米国が最高の投資先だと主張する人もいるかもしれない。米国は最大かつ最も革新的なハイテク企業を誇り、ドルの支配力は他の追随を許さず、米国債は世界で最も安全な資産だからだ。しかし、ウォール街のファンドマネージャーたちは、今年、米国に荷物をまとめることに消極的なようだ。
バンク・オブ・アメリカ(BofA)は最近の調査によると、「アメリカの例外主義」(American exceptionalism)に対する投資家の信頼が弱まっていると結論づけた。BofAの最新のファンドマネージャー調査によると、米国への投資に対する投資家の信頼は低下しており、これは最近の地政学的な混乱や不確実性を考慮する投資家が増えていることの表れだという。

Bank of Americaの2月の為替・金利センチメント調査(FX and Rates Sentiment Survey)によると、ファンドマネージャーの3分の1以上が次のように考えている。米国の例外主義」というシナリオは勢いを失いつつあり、回答者の36%が年末までに米国株式市場と米ドルの両方が弱含みになると予想している。
バンク・オブ・アメリカの外国為替ストラテジスト、アレックス・コーエン氏は2月初めのリサーチノートで、「『米国の例外主義』という物語は死んでいないが、警告のサインは大きくなっている」と書いている。

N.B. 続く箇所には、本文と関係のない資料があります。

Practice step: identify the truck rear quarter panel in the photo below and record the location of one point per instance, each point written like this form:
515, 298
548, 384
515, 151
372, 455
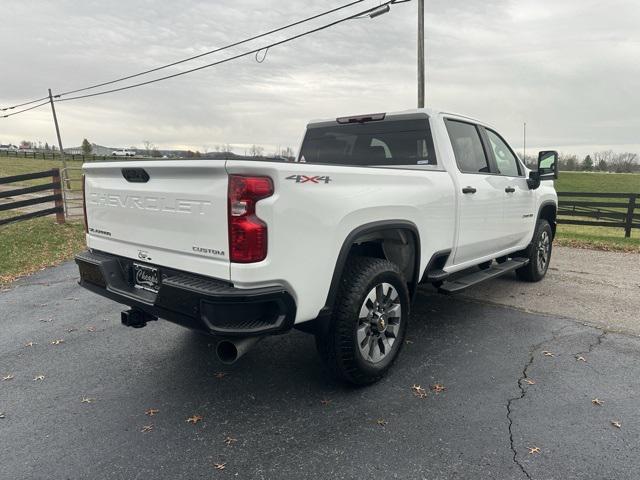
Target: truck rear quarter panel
309, 220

バンク・オブ・アメリカの2月のグローバル・ファンド・マネージャー調査も同様のテーマを反映している。この調査はサンプル数がはるかに多く、4000億ドル以上の資産を運用する約200人のファンドマネージャーが調査対象となった。2月18日に発表された調査結果からは、ファンドマネジャーの現在の資産配分決定に関する洞察が得られる。

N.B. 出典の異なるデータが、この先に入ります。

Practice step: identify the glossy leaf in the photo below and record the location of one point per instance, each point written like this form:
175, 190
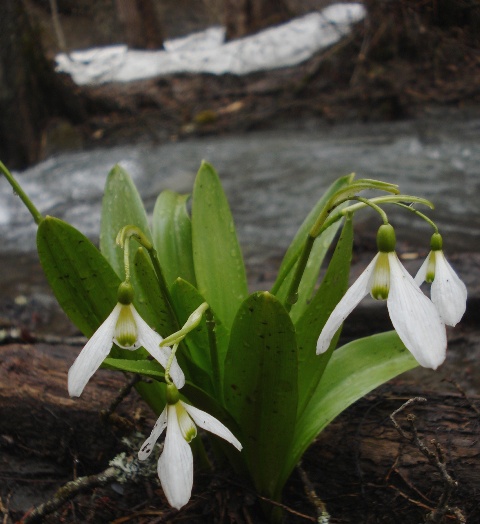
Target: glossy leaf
121, 206
261, 386
172, 237
353, 371
319, 251
82, 280
219, 267
316, 313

2月の調査によると、73%のファンドマネジャーがこの2つの資産クラスを最も買いたいと思っていた。2月の調査によると、73%のファンドマネージャーがこの2つの資産クラスを最も買いたいと思っていた。これは高いように見えるが、1月に記録した80%という3年ぶりの高水準からは下がっている、とバンク・オブ・アメリカは調査結果に書いている。
ファンドマネジャーの米国株に対する選好も低下している。すべての資産クラスで、ファンドマネジャーは2025年に最もリターンの良い資産になると予想しており、回答者の34%が国際株式を支持している。1月の調査では、米国株が今年最高のパフォーマンスを上げると考える回答者の割合が最も高かった。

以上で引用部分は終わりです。